そうですね・・・。変な自信なんですよね。
思い込みというか、超楽観主義なんですけど。

岩田

エネルギーの放出量の大きい人は、
どこかでエネルギーを得ているわけですよね。
わたしはそのことを“ご褒美”という言い方をしますが、
坂口さんにとっては、それがエネルギー源のひとつなんでしょうね。
たとえば『ラストストーリー』プレゼンテーションは
大変なプレッシャーだったと思いますけど、
一方で、ああやってお客さんが反応してくださると、
ものすごい元気をいただけるじゃないですか。

坂口

はい、いただきました。

岩田

高橋さんも、『ゼノブレイド』が発売されてだいぶ経つのに
遊んでくださった方々がいまもなお話題にしてくださるということは、
すごいエネルギーにつながるんじゃないでしょうか?

高橋

はい、もちろんです。
・・・でもじつは、もっとけなしてくれとも思います。
わりと負のエネルギーで動くタイプというか・・・(笑)。

岩田

なるほど(笑)。

坂口

そうなんだ!

岩田

ということはみなさん、
どうにかしてほしいことは言ったほうがいいようですね(笑)。

坂口

ほんとに来ちゃうよ、そうしたら(笑)。

高橋

微妙なバランスですけどね・・・。

岩田

でも、どんなにやりつくしたことでも、
必ずやり残したことはありますよね。
おわってはじめて、次につながっていくんですよね。

坂口

そうですね。
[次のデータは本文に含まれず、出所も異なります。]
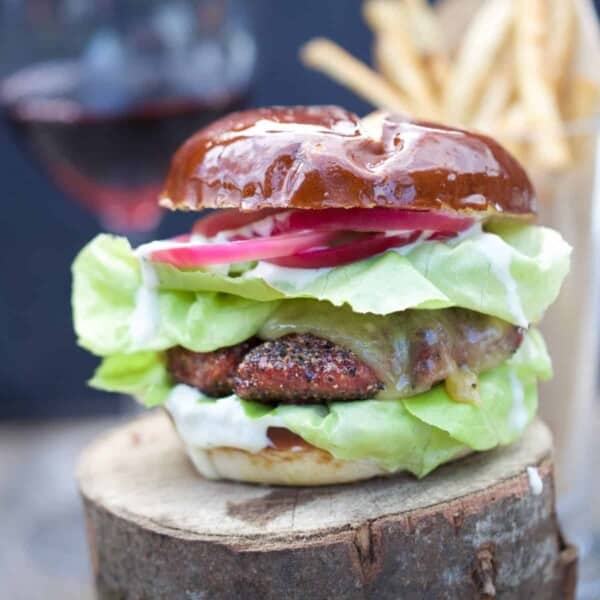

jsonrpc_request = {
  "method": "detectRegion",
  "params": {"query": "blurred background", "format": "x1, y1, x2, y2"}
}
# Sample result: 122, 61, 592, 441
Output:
0, 0, 600, 600
0, 0, 371, 419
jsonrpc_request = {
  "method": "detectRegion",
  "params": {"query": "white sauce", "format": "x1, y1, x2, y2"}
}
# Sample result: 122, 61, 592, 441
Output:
527, 467, 544, 496
508, 370, 529, 431
243, 261, 331, 289
165, 384, 285, 452
477, 233, 529, 327
129, 242, 160, 346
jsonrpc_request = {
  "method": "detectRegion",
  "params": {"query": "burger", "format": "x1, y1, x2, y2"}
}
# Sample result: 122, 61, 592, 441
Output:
73, 106, 570, 485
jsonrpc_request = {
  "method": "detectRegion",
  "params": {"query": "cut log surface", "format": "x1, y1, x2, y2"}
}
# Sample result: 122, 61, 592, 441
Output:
78, 413, 577, 600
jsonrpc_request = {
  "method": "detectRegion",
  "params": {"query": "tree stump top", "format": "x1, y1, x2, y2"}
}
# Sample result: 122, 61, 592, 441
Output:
79, 413, 552, 545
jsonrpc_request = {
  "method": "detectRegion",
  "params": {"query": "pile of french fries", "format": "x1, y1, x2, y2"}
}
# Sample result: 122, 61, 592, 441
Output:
301, 0, 600, 172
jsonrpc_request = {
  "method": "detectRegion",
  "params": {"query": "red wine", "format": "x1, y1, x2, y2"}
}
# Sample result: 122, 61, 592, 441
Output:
0, 63, 245, 231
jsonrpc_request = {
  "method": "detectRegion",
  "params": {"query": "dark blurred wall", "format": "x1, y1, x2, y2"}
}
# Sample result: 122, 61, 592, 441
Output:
0, 0, 370, 418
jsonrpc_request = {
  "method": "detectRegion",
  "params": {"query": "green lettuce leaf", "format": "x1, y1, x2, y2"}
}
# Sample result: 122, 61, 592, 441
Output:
72, 235, 278, 356
91, 330, 551, 477
152, 223, 571, 326
72, 224, 570, 356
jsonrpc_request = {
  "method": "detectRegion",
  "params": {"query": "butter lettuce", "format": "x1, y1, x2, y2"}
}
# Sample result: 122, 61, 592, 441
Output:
72, 224, 570, 356
72, 235, 278, 356
91, 330, 551, 477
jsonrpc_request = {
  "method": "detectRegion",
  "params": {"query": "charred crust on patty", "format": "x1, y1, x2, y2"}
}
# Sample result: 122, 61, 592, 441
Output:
234, 334, 383, 404
166, 337, 261, 398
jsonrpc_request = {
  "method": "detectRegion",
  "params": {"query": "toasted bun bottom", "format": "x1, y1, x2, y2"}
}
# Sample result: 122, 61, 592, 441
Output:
186, 446, 469, 486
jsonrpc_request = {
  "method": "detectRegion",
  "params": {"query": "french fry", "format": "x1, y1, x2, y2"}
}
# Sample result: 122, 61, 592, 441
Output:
444, 0, 512, 124
469, 52, 515, 134
562, 76, 600, 121
405, 0, 450, 98
300, 38, 414, 114
378, 33, 440, 118
495, 102, 530, 162
362, 0, 408, 35
363, 0, 440, 118
434, 0, 494, 55
514, 0, 571, 170
546, 0, 576, 91
404, 0, 446, 54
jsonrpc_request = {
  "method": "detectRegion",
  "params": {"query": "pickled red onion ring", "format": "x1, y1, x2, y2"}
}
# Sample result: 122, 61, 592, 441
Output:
150, 231, 336, 269
273, 208, 473, 234
265, 231, 421, 269
192, 208, 281, 238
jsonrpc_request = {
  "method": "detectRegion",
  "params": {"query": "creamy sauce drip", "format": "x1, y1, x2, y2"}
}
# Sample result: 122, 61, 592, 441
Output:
508, 370, 529, 431
527, 467, 544, 496
129, 242, 160, 347
477, 233, 528, 327
165, 384, 285, 452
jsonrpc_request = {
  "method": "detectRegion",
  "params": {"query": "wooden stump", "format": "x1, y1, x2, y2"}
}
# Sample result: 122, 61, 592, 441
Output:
79, 413, 577, 600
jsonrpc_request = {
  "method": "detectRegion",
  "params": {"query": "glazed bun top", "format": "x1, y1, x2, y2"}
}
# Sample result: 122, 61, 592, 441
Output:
161, 106, 535, 216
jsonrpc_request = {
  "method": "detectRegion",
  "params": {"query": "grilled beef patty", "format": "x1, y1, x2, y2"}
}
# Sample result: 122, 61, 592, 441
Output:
167, 309, 524, 404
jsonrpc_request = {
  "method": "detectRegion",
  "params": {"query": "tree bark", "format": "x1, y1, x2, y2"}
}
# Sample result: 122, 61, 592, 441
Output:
79, 413, 577, 600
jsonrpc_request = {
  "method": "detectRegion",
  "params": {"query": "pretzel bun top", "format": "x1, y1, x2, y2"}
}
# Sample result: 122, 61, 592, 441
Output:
160, 106, 535, 216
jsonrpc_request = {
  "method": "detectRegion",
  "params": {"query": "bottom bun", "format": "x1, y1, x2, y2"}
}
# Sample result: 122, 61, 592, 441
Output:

つくっている最中に、
いいアイデアが思い浮かぶこともあるんですけど、
たいてい0の時点からスタートしないとできないものです。

岩田

やはり忙しいときのほうが
頭のなかにあるバラバラのものをつなげて見ているから、
いいアイデアが浮かびやすいんでしょうね。

坂口

一見無関係なものとの組み合わせから
何かが生まれるんでしょうね。
あとはね、ぜひ高橋さんとも仕事してみたいです。
すみません、突然・・・(笑)。

高橋

やっていないですよね、10年くらい。

岩田

おふたりが組んだら、どんな刺激を受け合うんでしょう?

坂口

どっちかだね。最初の2カ月でプイッと別れるか。

高橋

その期間を乗り切れば最後までいくか、どちらかですね。

岩田

両方同じことを言っていますね(笑)。よっぽど確信が・・・。

坂口

波長があったときはピタッといくよね(笑)。
そういう意味では、スクウェア時代に、
お互いに波長が違うものをつくりたがっていることを
理解しているんですよ。

高橋

全然違うジャンルでやってみたら、意外といいかもしれませんね。

坂口

いいかも、パズルゲームとかね。
グラフィックス的にはちょっと幾何学的なほうにいくとか、
物理シミュレーション系とか、面白いかもね(笑)。